Hong Ji-young is a contemporary visual artist based in Seoul, South Korea, whose work spans painting, media, and installation. Her practice reveals the hidden dimensions of identity, challenging surface appearances and exploring the deeper, often unseen layers of human existence.
Born in Seoul in 1987, Hong discovered her passion for art at an early age, beginning to draw and paint seriously by the age of eight. She went on to earn a BFA in Occidental Painting from Sung-Shin Women’s University in Seoul and later completed an MS in Technology Art at Chung-Ang University, a combination that has come to define her cross-disciplinary and conceptually driven approach to visual art.
Hong’s work is rooted in the metaphor of “removing the epidermis.” Using techniques that draw from both scientific imaging and digital manipulation, she seeks to strip away the external surface of her subjects to expose what she calls the “inner appearance” — an unseen energy that transcends social and physical boundaries. Her compositions often merge the symbolic and the scientific, referencing metaphysics, psychology, and the language of technology to question how identity is perceived. Through this process, she invites viewers to move beyond binary constructs of race, gender, and beauty, encountering instead a universal essence that connects all human experience.

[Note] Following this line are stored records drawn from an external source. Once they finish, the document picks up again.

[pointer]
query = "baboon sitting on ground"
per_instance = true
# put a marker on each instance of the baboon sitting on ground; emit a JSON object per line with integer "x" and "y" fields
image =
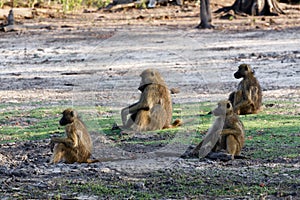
{"x": 230, "y": 137}
{"x": 248, "y": 97}
{"x": 154, "y": 109}
{"x": 77, "y": 146}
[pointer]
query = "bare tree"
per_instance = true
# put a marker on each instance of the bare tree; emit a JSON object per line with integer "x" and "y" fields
{"x": 254, "y": 7}
{"x": 205, "y": 15}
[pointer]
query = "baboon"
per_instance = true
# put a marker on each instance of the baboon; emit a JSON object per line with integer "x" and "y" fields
{"x": 229, "y": 137}
{"x": 248, "y": 97}
{"x": 77, "y": 146}
{"x": 154, "y": 109}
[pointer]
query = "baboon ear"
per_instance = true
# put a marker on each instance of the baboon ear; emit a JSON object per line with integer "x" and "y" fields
{"x": 72, "y": 113}
{"x": 228, "y": 105}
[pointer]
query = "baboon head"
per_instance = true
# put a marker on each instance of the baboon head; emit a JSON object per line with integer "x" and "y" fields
{"x": 243, "y": 71}
{"x": 224, "y": 108}
{"x": 68, "y": 116}
{"x": 150, "y": 76}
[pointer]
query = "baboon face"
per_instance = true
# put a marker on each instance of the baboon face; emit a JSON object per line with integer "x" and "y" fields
{"x": 68, "y": 117}
{"x": 223, "y": 108}
{"x": 150, "y": 76}
{"x": 243, "y": 71}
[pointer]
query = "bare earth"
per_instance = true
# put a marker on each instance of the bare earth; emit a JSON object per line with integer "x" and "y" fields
{"x": 95, "y": 58}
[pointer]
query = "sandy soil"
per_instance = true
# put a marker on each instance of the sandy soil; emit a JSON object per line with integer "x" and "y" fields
{"x": 95, "y": 59}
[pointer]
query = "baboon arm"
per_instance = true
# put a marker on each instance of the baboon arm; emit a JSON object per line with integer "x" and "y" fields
{"x": 231, "y": 131}
{"x": 68, "y": 142}
{"x": 143, "y": 104}
{"x": 246, "y": 99}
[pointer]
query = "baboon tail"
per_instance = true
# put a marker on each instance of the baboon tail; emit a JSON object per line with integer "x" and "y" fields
{"x": 92, "y": 160}
{"x": 176, "y": 123}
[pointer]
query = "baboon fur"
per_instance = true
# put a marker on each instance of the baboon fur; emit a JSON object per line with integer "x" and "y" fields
{"x": 232, "y": 136}
{"x": 154, "y": 109}
{"x": 248, "y": 97}
{"x": 77, "y": 146}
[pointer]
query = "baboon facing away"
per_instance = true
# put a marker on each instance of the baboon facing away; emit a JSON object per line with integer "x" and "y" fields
{"x": 230, "y": 137}
{"x": 154, "y": 109}
{"x": 248, "y": 97}
{"x": 77, "y": 146}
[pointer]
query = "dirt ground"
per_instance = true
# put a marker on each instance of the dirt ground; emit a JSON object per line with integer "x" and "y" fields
{"x": 95, "y": 58}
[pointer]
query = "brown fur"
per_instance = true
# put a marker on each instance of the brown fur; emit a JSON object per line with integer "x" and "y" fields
{"x": 232, "y": 136}
{"x": 248, "y": 97}
{"x": 154, "y": 109}
{"x": 77, "y": 146}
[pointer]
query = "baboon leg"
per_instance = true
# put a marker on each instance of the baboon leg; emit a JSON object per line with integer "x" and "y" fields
{"x": 59, "y": 153}
{"x": 72, "y": 156}
{"x": 141, "y": 121}
{"x": 231, "y": 146}
{"x": 238, "y": 97}
{"x": 131, "y": 120}
{"x": 157, "y": 117}
{"x": 231, "y": 97}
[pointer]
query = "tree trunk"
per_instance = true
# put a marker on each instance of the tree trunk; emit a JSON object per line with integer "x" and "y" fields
{"x": 205, "y": 15}
{"x": 254, "y": 7}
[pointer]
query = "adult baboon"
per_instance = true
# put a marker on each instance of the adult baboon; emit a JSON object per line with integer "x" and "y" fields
{"x": 154, "y": 109}
{"x": 77, "y": 146}
{"x": 227, "y": 133}
{"x": 248, "y": 97}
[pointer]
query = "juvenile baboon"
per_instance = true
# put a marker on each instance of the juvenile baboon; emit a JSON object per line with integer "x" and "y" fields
{"x": 154, "y": 109}
{"x": 229, "y": 137}
{"x": 77, "y": 146}
{"x": 248, "y": 97}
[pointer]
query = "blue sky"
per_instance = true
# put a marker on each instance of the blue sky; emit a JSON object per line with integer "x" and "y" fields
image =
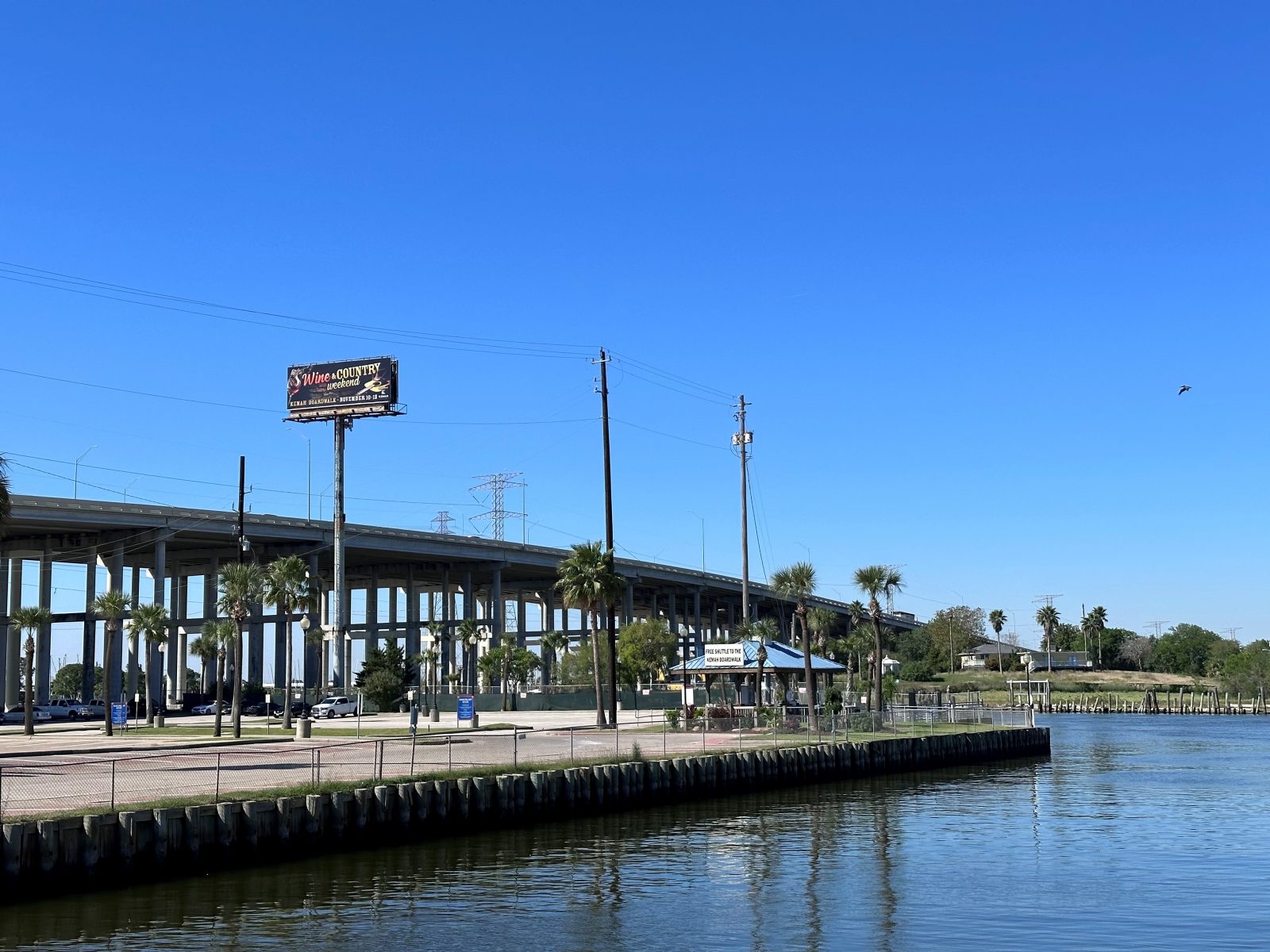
{"x": 959, "y": 257}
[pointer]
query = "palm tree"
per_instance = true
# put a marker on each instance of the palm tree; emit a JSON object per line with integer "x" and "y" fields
{"x": 205, "y": 651}
{"x": 241, "y": 587}
{"x": 821, "y": 621}
{"x": 110, "y": 607}
{"x": 997, "y": 620}
{"x": 286, "y": 587}
{"x": 1098, "y": 621}
{"x": 469, "y": 634}
{"x": 219, "y": 635}
{"x": 6, "y": 501}
{"x": 1047, "y": 617}
{"x": 878, "y": 582}
{"x": 29, "y": 621}
{"x": 556, "y": 643}
{"x": 798, "y": 584}
{"x": 761, "y": 631}
{"x": 587, "y": 581}
{"x": 150, "y": 622}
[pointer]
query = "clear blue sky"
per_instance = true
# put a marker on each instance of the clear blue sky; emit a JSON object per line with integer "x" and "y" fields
{"x": 959, "y": 257}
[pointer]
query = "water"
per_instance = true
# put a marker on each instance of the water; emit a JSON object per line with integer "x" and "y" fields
{"x": 1140, "y": 833}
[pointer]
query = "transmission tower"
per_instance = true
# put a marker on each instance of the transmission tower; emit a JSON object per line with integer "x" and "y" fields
{"x": 497, "y": 486}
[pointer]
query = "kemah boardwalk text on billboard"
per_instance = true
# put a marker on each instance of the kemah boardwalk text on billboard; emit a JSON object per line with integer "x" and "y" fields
{"x": 362, "y": 387}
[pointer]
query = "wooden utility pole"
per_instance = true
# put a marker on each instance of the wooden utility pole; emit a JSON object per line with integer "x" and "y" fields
{"x": 609, "y": 536}
{"x": 742, "y": 440}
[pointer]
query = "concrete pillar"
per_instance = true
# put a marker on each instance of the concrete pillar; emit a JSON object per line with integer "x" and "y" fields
{"x": 181, "y": 608}
{"x": 520, "y": 619}
{"x": 4, "y": 624}
{"x": 133, "y": 647}
{"x": 44, "y": 636}
{"x": 256, "y": 645}
{"x": 372, "y": 611}
{"x": 281, "y": 676}
{"x": 696, "y": 620}
{"x": 13, "y": 645}
{"x": 116, "y": 584}
{"x": 154, "y": 660}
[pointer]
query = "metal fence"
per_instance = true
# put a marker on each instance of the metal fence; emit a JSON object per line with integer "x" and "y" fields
{"x": 44, "y": 786}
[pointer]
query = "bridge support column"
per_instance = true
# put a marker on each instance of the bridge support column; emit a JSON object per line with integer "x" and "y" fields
{"x": 4, "y": 626}
{"x": 13, "y": 643}
{"x": 154, "y": 659}
{"x": 44, "y": 636}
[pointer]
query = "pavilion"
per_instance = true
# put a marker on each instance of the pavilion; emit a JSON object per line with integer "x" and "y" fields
{"x": 737, "y": 663}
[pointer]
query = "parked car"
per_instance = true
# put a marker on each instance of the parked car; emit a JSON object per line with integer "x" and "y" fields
{"x": 334, "y": 706}
{"x": 211, "y": 708}
{"x": 258, "y": 708}
{"x": 93, "y": 708}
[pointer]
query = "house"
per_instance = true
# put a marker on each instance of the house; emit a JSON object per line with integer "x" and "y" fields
{"x": 1054, "y": 660}
{"x": 977, "y": 658}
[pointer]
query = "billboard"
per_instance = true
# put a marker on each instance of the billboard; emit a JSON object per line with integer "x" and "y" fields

Hong continues to expand her visual language through the integration of media art, installation, and immersive presentation. Her focus on the tension between inner and outer perception—between the visible body and the invisible self—remains central to her evolving body of work. With each new project, she deepens her exploration of universal human subjectivity, positioning herself among a generation of artists redefining identity and technology in contemporary visual culture.